With summer right around the corner, Texans better be ready to empty their pockets to pay extra for electricity.
According to the Electric Reliability Council of Texas (ERCOT), energy use from windfarm-generated electricity is now tied with electricity from coal plants. This rise of wind is making headlines and being celebrated by people all through the renewable energy industry.
But the rest of us should be concerned; this development has cost Texans billions of dollars and harmed the reliability of the Texas electricity grid.
The renewable energy industry and local economic development groups often tout the benefits of the renewables boom. For instance, the Greater Houston Partnership says that the “more than 30 wind-related companies” in Houston “employ 766 workers with an average weekly wage of $2,694—the second-highest weekly wage in the nation.”
Those jobs come at a high cost, however.
Through 2016, those 30 companies benefitted from more than $4.2 billion in tax credit subsidies from the federal government. Some directly, like generators NRG/Reliant, BP, Pattern Energy, and EDP Renewables. Others indirectly, like GE Renewable Energy, which sells its wind turbines to the generators at subsidy-supported prices.
That these companies pay high weekly wages, then, should come as no surprise. But those wages are of no benefit to other Houstonians or the 14 million Texas workers who must pay for the subsidies but are not lucky enough to have those jobs.
And the tax credits are just part of what these companies are receiving. Last year, wind and solar generators operating in Texas received an additional $1.1 billion in states and local subsidies.
But these are not the only costs that renewables impose on Texans. The 23,860 MW of installed wind capacity in Texas—more than any other state—also harms Texans because it is unreliable.
The Texas electricity grid needs to run at peak efficiency during hot summer afternoons. Unfortunately, that is when wind energy is at its least efficient. As wind capacity has increased, reserves during peak demand have hit historic lows. We have had several close calls when demand almost exceeded capacity over the last couple of summers.
So far, ERCOT and the Texas Public Utility Commission (PUC) have managed to keep the lights on. In part, though, they have done this by imposing a Texas electricity “tax” on consumers that reached about $3.9 billion last year. The proceeds from this, known as the Operating Demand Curve (ORDC), go straight from Texas consumers to traditional generators and renewable generators already receiving other subsidies.

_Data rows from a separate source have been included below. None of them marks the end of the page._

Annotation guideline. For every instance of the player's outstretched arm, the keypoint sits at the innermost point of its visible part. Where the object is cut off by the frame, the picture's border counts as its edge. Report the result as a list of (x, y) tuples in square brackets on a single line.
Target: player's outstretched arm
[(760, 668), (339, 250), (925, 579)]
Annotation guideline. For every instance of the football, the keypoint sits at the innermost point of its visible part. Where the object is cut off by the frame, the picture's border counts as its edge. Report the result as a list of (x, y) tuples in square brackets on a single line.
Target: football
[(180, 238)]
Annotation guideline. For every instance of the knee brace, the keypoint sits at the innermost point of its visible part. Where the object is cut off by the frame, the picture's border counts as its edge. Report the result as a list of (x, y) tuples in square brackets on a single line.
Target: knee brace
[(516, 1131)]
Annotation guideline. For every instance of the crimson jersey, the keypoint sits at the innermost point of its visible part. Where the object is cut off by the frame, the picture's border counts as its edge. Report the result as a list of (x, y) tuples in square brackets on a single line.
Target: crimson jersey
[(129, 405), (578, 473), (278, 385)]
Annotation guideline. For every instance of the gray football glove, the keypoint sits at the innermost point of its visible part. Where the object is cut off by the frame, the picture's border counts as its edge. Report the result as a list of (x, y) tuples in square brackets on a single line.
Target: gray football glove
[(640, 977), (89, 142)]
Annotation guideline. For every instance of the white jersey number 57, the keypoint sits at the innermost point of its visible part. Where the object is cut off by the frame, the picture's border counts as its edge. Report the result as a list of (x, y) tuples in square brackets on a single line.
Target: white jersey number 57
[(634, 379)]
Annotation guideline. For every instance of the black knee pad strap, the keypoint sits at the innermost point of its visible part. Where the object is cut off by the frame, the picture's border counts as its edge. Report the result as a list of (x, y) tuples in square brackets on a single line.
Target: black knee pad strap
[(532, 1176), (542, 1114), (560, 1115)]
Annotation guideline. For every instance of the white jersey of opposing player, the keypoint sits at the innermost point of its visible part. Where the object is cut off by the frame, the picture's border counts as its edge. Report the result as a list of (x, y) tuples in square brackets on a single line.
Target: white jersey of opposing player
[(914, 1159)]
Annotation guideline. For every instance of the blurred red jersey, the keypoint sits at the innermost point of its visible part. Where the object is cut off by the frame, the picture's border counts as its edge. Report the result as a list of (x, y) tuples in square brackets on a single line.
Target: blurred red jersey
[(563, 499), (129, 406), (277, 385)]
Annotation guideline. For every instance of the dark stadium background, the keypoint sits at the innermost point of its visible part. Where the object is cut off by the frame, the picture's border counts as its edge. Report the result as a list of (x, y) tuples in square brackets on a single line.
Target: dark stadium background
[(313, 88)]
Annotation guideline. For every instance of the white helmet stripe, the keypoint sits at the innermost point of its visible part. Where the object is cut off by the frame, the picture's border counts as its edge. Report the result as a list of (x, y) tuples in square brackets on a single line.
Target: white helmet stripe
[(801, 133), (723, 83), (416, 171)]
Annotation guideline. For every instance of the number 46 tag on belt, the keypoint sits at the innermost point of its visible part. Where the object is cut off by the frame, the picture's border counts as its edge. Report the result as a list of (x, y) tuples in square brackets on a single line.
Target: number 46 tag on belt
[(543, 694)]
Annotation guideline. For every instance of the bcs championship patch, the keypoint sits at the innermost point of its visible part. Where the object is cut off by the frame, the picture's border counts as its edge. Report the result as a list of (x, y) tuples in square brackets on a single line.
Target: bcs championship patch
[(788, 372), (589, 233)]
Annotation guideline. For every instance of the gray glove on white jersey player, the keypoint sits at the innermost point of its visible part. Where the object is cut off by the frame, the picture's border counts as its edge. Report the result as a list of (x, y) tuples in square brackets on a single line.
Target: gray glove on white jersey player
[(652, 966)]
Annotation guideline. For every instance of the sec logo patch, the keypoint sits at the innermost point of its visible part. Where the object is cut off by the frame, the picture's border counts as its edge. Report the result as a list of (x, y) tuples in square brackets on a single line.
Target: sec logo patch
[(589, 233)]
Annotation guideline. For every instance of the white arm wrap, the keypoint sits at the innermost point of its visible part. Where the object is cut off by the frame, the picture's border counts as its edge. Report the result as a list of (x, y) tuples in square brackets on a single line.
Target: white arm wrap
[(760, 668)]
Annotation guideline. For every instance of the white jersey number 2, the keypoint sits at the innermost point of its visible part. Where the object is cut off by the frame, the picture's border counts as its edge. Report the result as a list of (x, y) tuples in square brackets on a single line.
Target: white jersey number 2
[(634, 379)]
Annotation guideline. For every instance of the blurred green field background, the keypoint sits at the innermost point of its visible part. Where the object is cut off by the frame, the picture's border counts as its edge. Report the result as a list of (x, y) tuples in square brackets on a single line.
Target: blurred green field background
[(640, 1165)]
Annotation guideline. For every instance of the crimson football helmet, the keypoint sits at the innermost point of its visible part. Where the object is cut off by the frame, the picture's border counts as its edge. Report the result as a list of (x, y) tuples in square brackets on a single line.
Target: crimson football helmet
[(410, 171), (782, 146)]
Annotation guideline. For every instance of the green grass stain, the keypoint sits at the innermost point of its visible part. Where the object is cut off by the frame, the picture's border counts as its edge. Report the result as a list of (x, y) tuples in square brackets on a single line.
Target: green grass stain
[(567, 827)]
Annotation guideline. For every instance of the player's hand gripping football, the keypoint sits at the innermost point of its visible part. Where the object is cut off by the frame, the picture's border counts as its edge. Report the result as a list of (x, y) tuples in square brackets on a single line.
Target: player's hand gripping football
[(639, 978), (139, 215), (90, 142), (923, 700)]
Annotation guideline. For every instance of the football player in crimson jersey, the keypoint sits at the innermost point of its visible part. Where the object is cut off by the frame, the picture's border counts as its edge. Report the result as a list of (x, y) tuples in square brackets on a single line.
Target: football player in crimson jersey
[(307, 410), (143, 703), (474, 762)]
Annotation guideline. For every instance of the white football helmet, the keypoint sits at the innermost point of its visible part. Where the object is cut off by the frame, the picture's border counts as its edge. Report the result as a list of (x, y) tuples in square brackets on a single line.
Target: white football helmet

Other concerns about wind farms have come from economic development officials in Matagorda County who fear that wind turbines will kill and scare off birds, harming their important birding industry. Crop dusters in nearby Wharton County also are worried about their livelihoods.
Then there are property owners in places like Brown County who are seeing their resale prices drop as their once-beautiful vistas become polluted by turbines reaching more than 250 feet into the sky. And homeowners in places like Comanche County often have a hard time getting to sleep because of the noise and light from turbines that surround their homes.
Lobbyists for both traditional and renewable generators are not anxious to see these subsidies go away. We saw this in Washington in December when Congress voted to extend the Production Tax Credit (PTC) for one more year, despite public statements from the renewable industry that it was no longer needed. And the PUC is planning on increasing the ORDC this year.
For Texans, our best hope for eliminating these costs is at the state level. The Texas Legislature controls what subsidies and other benefits that the PUC, ERCOT, and local officials can give to these companies. Policymakers can shut off the spigot to these companies and force them to pay for the reliability costs they impose on the system.
But they will only do it if Texans speak their minds and let policymakers know they want their money back.